Was ist das Besondere an einem Ramen Restaurant?

Ramen zu machen ist ziemlich schwierig. Die Küche muss für die Herstellung besonders eingerichtet werden. Die Vorbereitung der Suppenarten, das Bereitstellen der Zutaten, die unterschiedlichen Stationen während der Zubereitung – das alles braucht viel Platz. Zudem arbeiten wir stets mit einer Stopp-Uhr. Der Blick auf die Zeit gehört zur Zubereitung genauso dazu wie die Suppe und die Nudeln selbst. Erstere muss beispielsweise sehr heiß sein, letztere dürfen nicht zu lange kochen. Hierfür muss alles am richtigen Platz stehen, die Abläufe müssen reibungslos ineinandergreifen, es gehört viel Erfahrung dazu. Japanisches Ramen kann man nicht einfach nebenbei fertigen, dafür braucht es ein speziell darauf ausgerichtetes Restaurant. Es kommt zwar vor, dass sich andere asiatische Restaurants Ramen auf die Speisekarte schreiben, doch das ist einfach nicht dasselbe.

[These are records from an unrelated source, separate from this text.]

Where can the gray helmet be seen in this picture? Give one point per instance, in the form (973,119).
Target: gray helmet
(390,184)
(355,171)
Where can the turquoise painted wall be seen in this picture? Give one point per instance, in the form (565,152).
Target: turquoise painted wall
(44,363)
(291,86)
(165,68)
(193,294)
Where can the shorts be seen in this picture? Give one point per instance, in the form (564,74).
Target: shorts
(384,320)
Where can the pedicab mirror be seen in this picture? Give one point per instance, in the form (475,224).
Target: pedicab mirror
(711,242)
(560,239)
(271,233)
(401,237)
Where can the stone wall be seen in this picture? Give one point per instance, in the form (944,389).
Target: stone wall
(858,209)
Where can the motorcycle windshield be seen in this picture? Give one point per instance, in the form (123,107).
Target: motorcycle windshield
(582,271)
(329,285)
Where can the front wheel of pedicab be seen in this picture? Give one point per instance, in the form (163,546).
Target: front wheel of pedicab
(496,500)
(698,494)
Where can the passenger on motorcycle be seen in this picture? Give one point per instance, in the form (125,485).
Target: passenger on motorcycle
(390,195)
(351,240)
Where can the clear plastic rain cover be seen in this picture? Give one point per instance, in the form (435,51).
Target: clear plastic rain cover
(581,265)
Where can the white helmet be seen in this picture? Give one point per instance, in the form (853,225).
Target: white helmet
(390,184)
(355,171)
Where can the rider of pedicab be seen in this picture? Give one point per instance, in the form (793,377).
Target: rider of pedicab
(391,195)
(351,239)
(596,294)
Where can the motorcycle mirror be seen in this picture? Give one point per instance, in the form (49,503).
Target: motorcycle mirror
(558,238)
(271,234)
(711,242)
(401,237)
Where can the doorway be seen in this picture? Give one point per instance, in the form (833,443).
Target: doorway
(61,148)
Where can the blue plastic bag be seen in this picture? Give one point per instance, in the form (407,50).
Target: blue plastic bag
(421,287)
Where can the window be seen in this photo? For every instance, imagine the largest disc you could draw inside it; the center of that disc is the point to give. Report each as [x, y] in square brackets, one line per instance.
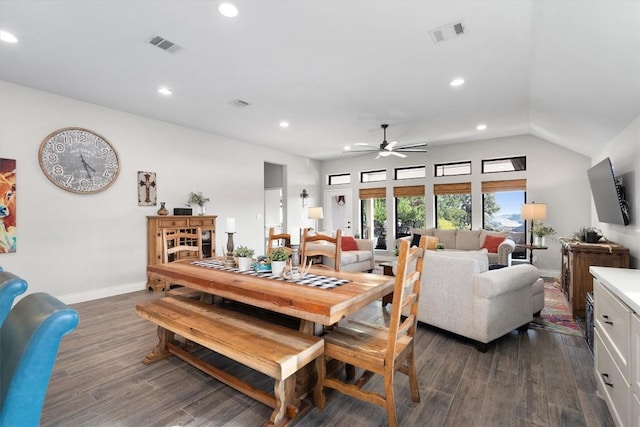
[453, 205]
[411, 172]
[501, 205]
[373, 211]
[451, 169]
[373, 176]
[343, 178]
[410, 209]
[509, 164]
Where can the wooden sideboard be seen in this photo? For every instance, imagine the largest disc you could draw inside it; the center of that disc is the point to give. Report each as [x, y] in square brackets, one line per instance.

Worauf sollte ich achten, wenn ich als Einsteiger das erste Mal Ramen essen gehe? Worin unterscheiden sich die verschiedenen Arten, gibt es da Tipps und Tricks?

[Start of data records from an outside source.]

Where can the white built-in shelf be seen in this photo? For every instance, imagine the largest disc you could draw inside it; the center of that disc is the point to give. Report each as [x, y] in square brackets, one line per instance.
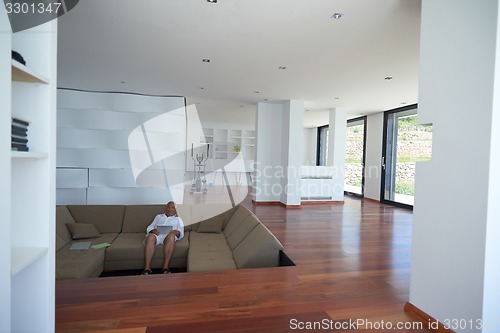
[28, 155]
[21, 73]
[22, 257]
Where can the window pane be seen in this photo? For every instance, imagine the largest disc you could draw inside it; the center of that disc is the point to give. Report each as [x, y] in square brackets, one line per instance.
[354, 157]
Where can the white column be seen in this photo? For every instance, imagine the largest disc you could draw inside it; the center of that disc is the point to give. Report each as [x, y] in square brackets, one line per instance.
[279, 147]
[292, 151]
[455, 247]
[336, 150]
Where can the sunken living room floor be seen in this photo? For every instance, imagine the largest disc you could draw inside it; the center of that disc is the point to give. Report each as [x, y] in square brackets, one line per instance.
[352, 273]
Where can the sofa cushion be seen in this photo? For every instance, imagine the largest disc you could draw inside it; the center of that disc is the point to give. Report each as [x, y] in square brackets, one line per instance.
[259, 249]
[243, 229]
[79, 264]
[106, 218]
[127, 252]
[82, 230]
[138, 217]
[203, 212]
[213, 225]
[209, 252]
[236, 219]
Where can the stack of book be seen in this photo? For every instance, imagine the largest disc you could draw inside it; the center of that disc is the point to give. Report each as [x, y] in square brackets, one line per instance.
[19, 135]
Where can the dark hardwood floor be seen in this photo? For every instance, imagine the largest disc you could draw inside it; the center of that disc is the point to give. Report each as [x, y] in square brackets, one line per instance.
[352, 267]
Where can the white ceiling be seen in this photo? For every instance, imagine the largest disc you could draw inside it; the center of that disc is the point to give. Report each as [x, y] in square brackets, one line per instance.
[157, 47]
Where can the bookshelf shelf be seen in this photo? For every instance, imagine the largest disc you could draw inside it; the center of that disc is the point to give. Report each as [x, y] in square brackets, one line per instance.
[21, 73]
[28, 94]
[25, 256]
[29, 155]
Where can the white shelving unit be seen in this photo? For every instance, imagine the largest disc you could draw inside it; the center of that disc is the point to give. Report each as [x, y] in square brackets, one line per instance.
[231, 149]
[28, 178]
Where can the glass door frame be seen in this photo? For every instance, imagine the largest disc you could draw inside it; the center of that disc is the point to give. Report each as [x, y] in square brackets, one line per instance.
[386, 160]
[364, 119]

Zunächst einmal gibt es da keine Regeln. Ramen ist so vielfältig, wie Japan selbst. Es gibt viele verschiedene Arten von Nudeln und Brühe. Manche Suppen werden zum Beispiel auf Basis von Sojasauce hergestellt, sind dunkel und kräftig, andere sind leuchtend rot und bestehen aus verschiedenen scharfen Saucen. In Tokio bestehen die meisten Suppen aus Hühnerbrühe oder werden vegetarisch mit Kombu, einer Algenart, hergestellt. Zudem gibt es dort viele Brühen aus Schweinebouillon, so habe ich die Ramenherstellung gelernt. Auch die einzelnen Zutaten sind von Restaurant zu Restaurant verschieden. Dem einen schmeckt Fleisch, ein anderer mag es lieber vegetarisch, mit Tofu oder Ei. Gerade deshalb ist Ramen auch so beliebt. Für jeden gibt es eine passende Variante, man muss sich nur ausprobieren und sein liebstes Ramen finden.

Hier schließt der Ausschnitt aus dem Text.